Help Through Every Step
Reasons for Buying
Most large purchases, like cars, boats or electronics, go down in value as they age. Conversely, a home usually increases in value over the years, especially if it’s been well maintained. And if your home’s value has increased substantially by the time you’re ready to move, you may be able to profit from its higher resale price.
Home ownership does require you to pay some extra fees, such as property taxes and interest on your mortgage balance. But fortunately, both of these expenses are usually tax deductible.
Borrowing against your home’s equity may provide a tax break, too. Interest on home equity loans of up to $100,000 are usually tax deductible. In addition, if you’ve used your house as a primary residence for two or more years, you can exclude up to $250,000 (or $500,000 if you and your spouse file jointly) in capital gains when you sell the property. (Check with your financial advisor for advice on your personal tax situation.)
Finally, home ownership has plenty of non-financial benefits, too. When you own a home, it’s yours; you can do what you want with it in terms of decorating, gardening or renovating.
Remember, you not only own the house, but the land it sits on. There are few things as empowering as knowing that there’s a piece of the world out there that belongs to you; a place you can truly call home.
Tips for Home Buyers
No one wants to contract a case of buyer’s remorse. Why, then, are there so many people out there who suffer from it? The answer is simple: most of these people engaged in a transaction without enough knowledge and information.
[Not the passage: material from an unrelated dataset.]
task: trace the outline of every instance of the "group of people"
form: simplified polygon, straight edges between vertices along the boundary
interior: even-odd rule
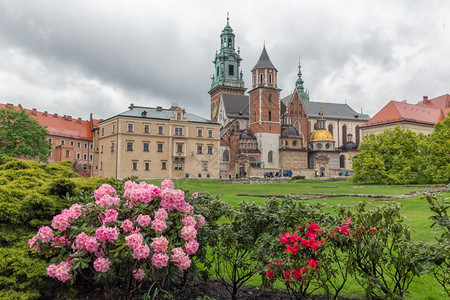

The best way to make sure that you choose the right home is to properly prepare yourself.
Your home will likely represent one of the largest investments in your life. In order to make sure that the transaction goes smoothly, it’s of vital importance that you choose the right agent to represent your interests. That agent should be someone whose experience and personality makes you feel comfortable. You should also try to find an agent that is familiar with and knowledgeable about the area into which you plan to move.
The last thing you want to discover after you’ve bought a home is that you’ve purchased a “money pit”. A “money pit” is a home that’s full of defects that will end up costing you a lot of money. Save yourself a lot of time in future litigation and renovation by bringing in a licensed home inspector before you buy. If any problems are found, it will steer you away from a bad decision or help you negotiate a better price.